Este fin de semana leí el libro titulado La insurgenta, escrito por Carlos Pascual, quien fue Premio bicentenario Grijalbo de novela histórica. Es un documento que vale la pena leerse.
La insurgenta es Leona Vicario, quien muere en agosto de 1842. Con el fallecimiento de esta madre de la patria, el autor hace una radiografía de la época.
Cuando doña Josefa le pidió a Ignacio Allende, que le llevara la mala noticia al párroco Miguel Hidalgo, del descubrimiento de la conspiración, el bravo militar que era Allende, comenzó a sacarle un poco y pensó en huir.
Después de recibir la noticia, Hidalgo, tomó la firme decisión como a eso de las 5 de la mañana. A esa hora salió al atrio de su iglesia y le pidió al campanero que hiciera doblar la campana, para ser más exacto, era un esquilón, es un tipo de campana que no repica a base de jalones, sino que tiene un enorme contrapeso de madera que permite darle la vuelta a la campana y así lograr que doble solemnemente.

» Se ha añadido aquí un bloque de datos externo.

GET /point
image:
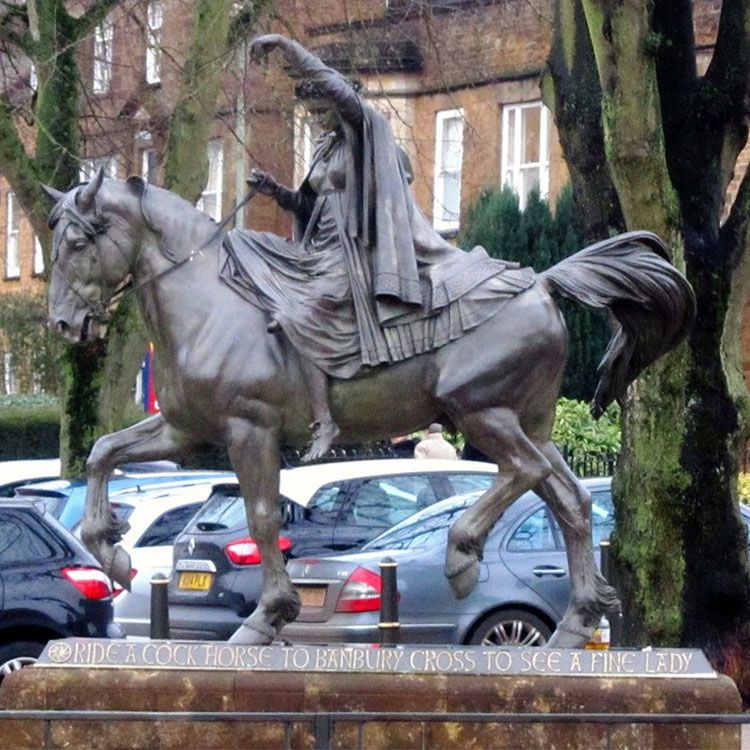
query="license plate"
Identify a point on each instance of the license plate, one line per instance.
(195, 581)
(312, 596)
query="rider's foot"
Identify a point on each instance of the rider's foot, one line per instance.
(324, 433)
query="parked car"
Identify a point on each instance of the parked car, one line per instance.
(14, 474)
(216, 581)
(50, 586)
(156, 516)
(66, 499)
(521, 594)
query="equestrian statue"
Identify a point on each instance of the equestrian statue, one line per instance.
(365, 324)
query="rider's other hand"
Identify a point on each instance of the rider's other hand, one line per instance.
(263, 182)
(262, 45)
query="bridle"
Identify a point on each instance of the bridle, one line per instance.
(99, 309)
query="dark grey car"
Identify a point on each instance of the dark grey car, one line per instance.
(522, 590)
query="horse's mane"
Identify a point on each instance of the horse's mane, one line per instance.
(67, 206)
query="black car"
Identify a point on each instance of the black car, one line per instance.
(50, 586)
(327, 508)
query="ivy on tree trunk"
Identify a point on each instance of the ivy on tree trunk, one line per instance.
(668, 141)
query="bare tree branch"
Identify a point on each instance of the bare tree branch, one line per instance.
(19, 169)
(724, 94)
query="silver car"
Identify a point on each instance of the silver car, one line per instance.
(156, 516)
(521, 595)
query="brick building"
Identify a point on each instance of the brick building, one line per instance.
(458, 79)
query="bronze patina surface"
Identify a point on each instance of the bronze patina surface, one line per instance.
(367, 323)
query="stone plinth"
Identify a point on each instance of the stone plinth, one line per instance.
(203, 693)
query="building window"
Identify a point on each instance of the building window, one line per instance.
(449, 152)
(13, 259)
(103, 56)
(153, 41)
(149, 165)
(306, 132)
(38, 257)
(525, 149)
(89, 167)
(210, 200)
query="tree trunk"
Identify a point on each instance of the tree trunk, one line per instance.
(670, 142)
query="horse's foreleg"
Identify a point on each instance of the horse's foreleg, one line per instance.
(254, 451)
(101, 529)
(590, 594)
(521, 466)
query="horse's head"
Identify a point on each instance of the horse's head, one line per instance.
(91, 257)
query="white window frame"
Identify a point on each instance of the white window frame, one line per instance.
(12, 248)
(154, 23)
(511, 166)
(89, 167)
(38, 257)
(305, 136)
(104, 34)
(215, 180)
(440, 221)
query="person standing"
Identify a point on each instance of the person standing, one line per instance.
(434, 445)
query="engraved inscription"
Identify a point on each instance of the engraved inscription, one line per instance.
(349, 658)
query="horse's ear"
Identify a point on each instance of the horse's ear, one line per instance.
(137, 184)
(54, 196)
(85, 199)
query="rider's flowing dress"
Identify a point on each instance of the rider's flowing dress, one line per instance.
(365, 281)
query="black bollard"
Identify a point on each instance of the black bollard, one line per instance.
(615, 619)
(389, 624)
(159, 607)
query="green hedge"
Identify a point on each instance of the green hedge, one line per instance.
(29, 427)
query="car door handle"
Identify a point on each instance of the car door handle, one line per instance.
(549, 570)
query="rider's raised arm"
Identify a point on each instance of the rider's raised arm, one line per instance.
(331, 82)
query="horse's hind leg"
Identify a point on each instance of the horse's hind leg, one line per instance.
(521, 465)
(150, 439)
(590, 595)
(254, 451)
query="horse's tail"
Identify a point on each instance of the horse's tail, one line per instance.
(652, 302)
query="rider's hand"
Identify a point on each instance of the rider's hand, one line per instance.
(262, 45)
(263, 182)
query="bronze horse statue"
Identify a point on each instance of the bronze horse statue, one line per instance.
(224, 378)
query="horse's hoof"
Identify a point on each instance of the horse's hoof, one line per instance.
(462, 572)
(564, 638)
(251, 635)
(119, 568)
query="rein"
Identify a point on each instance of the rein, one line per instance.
(129, 287)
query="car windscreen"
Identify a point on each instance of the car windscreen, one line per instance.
(220, 513)
(428, 528)
(51, 503)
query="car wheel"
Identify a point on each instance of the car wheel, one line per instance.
(511, 627)
(15, 656)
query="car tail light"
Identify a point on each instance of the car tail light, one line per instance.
(361, 592)
(245, 551)
(91, 582)
(116, 590)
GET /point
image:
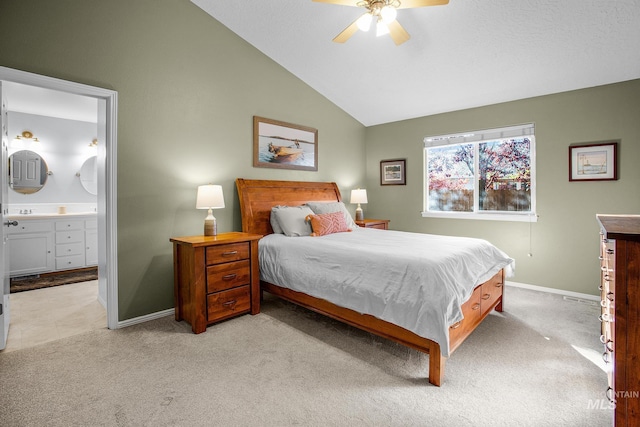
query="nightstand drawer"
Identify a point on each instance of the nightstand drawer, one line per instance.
(227, 253)
(222, 305)
(228, 275)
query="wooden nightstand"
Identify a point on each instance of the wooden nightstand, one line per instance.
(382, 224)
(215, 277)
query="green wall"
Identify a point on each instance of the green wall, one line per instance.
(564, 241)
(188, 89)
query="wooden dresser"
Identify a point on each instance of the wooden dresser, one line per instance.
(620, 314)
(215, 278)
(382, 224)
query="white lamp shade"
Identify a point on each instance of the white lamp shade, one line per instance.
(359, 196)
(210, 197)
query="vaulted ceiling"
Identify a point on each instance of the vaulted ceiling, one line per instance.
(466, 54)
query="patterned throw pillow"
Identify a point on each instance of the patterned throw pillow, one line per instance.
(323, 224)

Aquel 16 de septiembre de 1810 cayó en domingo, y la plaza de Dolores, estaba repleta de gente pues era día de mercado. Hidalgo no ordenó tocar la campana para convocar a sus feligreses como siempre se ha dicho, sino que lo hizo con la intención de que se congregaran en torno a él y, en segundo término, alertar a su parroquia.
El caso es que alrededor del señor cura que estaba de pie en la parte más alta de la escalinata del atrio, se le reunió un buen número de curiosos cuya mayoría tenía afecto y respeto por su párroco. Ya que los tuvo ahí reunidos, Don Miguel alzó la voz y le dio a la gente un primer e irrefutable argumento para lanzarse a una revolución de independencia: miraos los unos a los otros. Y en efecto, con eso bastaba para saber que estaban siendo maltratados, atropellados, denigrados y explotados. Con este argumento, la arenga fue subiendo de tono hasta que llegó al famoso grito. Todo esto lo hizo a grito pelón, pues en ese entonces no había micrófonos ni nada parecido.
Después de lo que este personaje dijo, y a través de muchos años, los gritadores de hoy, prácticamente no repiten nada de aquellas palabras. Algunos cambios y omisiones se entienden. Sería ridículo gritar, por ejemplo: ¡vamos a coger gachupines!, o ¡viva Fernando VII!
A mí en lo personal, me hubiera gustado que el gobernador de Oaxaca, Gabino Cué, hubiera gritado “¡muera el mal gobierno!”, y que le respondieran al unísono todos los integrantes de su gabinete, como si de un eco se tratara: “¡muera!”.
También me hubiera gustado que lo hiciera el presidente municipal de Huajuapan, Luis de Luis de Guadalupe Martínez Ramírez. Lo mismo el presidente de Mitla, Jaciel Garcia Ruiz. El presidente de Xoxocotlán, Héctor Santiago. El presidente municipal de Tlacolula, Pedro Ruiz González. Entre los más visibles. Lo chistoso del asunto, cuando todo mundo conoce lo de ellos, todavía se dicen “honorables” representantes del pueblo.
Pero lo entiendo, y la ciudadanía también lo entiende, que nunca gritaran “muera el mal gobierno” porque no se arriesgan a meterse un autogol de tamañas dimensiones.
Con el grito de antenoche, nos pudimos dar cuenta que ese formato porfiriano ya huele a naftalina, pero no por eso debe de olvidarse. Sabemos que nuestra verdadera independencia está lejos todavía, y por lo mismo, necesitamos seguir gritando y actuando, pues es la única ceremonia cívica que nos reúne a todos los mexicanos.
Debemos seguir gritando hasta recuperar ese renglón original que higiénicamente suprimieron todos los funcionarios: ¡Muera el mal gobierno! Pero claro, que ¡Viva México!